I’ve been very indignant about my difficulties over the years. I don’t want to admit it, but it’s true. If you want to know a pretty ugly side of me, keep reading- but I warned you.
The truth is, I’ve probably snubbed my nose at over half of my Facebook friend’s public complaints. Now, in my defense, some of you guys publicly complain about some crazy petty stuff, but in your defense, it’s none of my business.
Also, in your defense, your hard is still hard no matter what I, or anyone else, is going through.
There it is.
There is the piece of advice my husband has been drilling into my head for the past three years. The piece of advice that I’ve adamantly fought for the past three years.
“Their hardships are blessings,” I defended, “They’re complaining about their jobs, their difficult children, their marriage. These are blessings to others.”
BUT
Hard is hard, no matter what I’m going through and no matter what you’re going through.
Hard is not a comparable measurement.
There aren’t reasonable levels that determine one trial to be insignificant in the shadow of another.
Hard is hard.
It has taken me a while to get there, and it is taking me even longer to remember to stay here.
Now, I will say, I’m not exactly wrong—only because I’m never wrong, right? Ha.
I’m not wrong in the fact that we should see the things we complain about a little clearer. I’m not wrong in the fact that we often forget that these things we complain about are also the things we prayed for- the husband, job, children.
However, he isn’t wrong either. He’s actually right, very very right. (between you and me, he usually is).
Despite the hardships he and I have faced over the years, we have absolutely no right to judge the level of difficulty of someone else’s life or trial—and you know what? Neither do you.
I understand, people face HARD things in this life.
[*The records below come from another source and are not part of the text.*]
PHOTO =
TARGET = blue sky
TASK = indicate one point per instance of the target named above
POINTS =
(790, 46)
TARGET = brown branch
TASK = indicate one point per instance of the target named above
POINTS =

You might have faced hard things over the years, things that make someone else’s stresses seem minor by comparison, but that’s the problem- the word, “comparison.”
Hard is hard. There is no comparison to it.
And despite years of chemotherapy, radiation, surgeries, and all of the emotional turmoil that goes with it, my husband and I are no professionals on the morals of grief and stress. The truth is, we probably struggle and complain about the tedious details, the house chores and the marital spats, more than we struggle and complain about the big fat blatant CANCER in our life.
How weird is that? Hard is hard.
I think people who know hardship, the kind of hardship that actually makes other people look at them and say, “that’s hard. That’s unfortunate that they are going through that,” tend to look down on people who experience the hardships that stay quietly in their own realm of life and difficulty.
I think people who face an illness, or the loss of a loved one, or a life of growing up in hard neighborhoods, you name the trial, tend to look down on people who just lose their way or feel overwhelmed by what is on their shoulders, and I am here to say that as someone who has lived hard times, seemingly easy times, and unbearable times—
HARD is HARD
Today I look at Cancer, and the cruel odds it hands to my marriage and I will say it– Cancer is hard, and cancer is HARD on a marriage.
But so is any other aspect of a marriage. To tell you the truth, and Andrew will agree, some of our hardest days as a couple, and quite frankly as humans, have had nothing to do with health complications. Because marriage is hard no matter the circumstance, and sometimes I just don’t like that guy sitting on my couch, and he doesn’t like me right back. That gets hard. Marriage is hard. There’s no “cancer in a marriage is hard,” it’s just frankly the fact that “marriage is hard.”
I think this translates to every aspect of life. Every trial anyone faces is hard, whether there are hard circumstances in a hard situation, or just a hard situation.
Facing unbearable circumstances doesn’t give you the right to look down on what you would consider bearable circumstances.
Being handed a real crappy deal in life doesn’t give you the right to see the everyone else’s seemingly less crappy deal and think their trial is inferior by comparison.
Yes, people are insensitive.
Yes, people will complain to you about shallow dilemmas while you drown in your own sorrow. Yes, you’ll want to punch them in the face. I’m not naïve to this fact, trust me, I still roll my eyes REGULARLY.
But I’m working on it, and I’m really trying to see something that my husband seems to see so clearly, despite the harsh diagnoses he has faced over the years.
Relationships suffer when you put up a wall of difficulty that essentially says, “your difficulty must be this tall to complain to me about it.” Bad days occur in any season, and these days are hard. These people need to vent, to be heard, and that won’t happen if you force them to view their own hardship in comparison to yours.
Hard is hard. And my hard, your hard, is truly no harder than any one else’s hard. I think when we recognize that, we can grant the world a little grace, a little more empathy. I think when we recognize that we can grant ourselves a little more grace, a little more empathy.
I think when we recognize that, when we implement that into our friendships, our relationships, our fellowships, we share just a little more lovely with the people in our lives.
Bravo!
Thanks for sharing.
thanks for sharing this! a friend sent me your blog post. i needed to read that because its a battle i fight. my daughter died at age 18 and sometimes its VERY hard to listen to people complain about the little, insignificant things😏
I’m so sorry to hear about your daughter. As I mentioned I still fight this battle every day!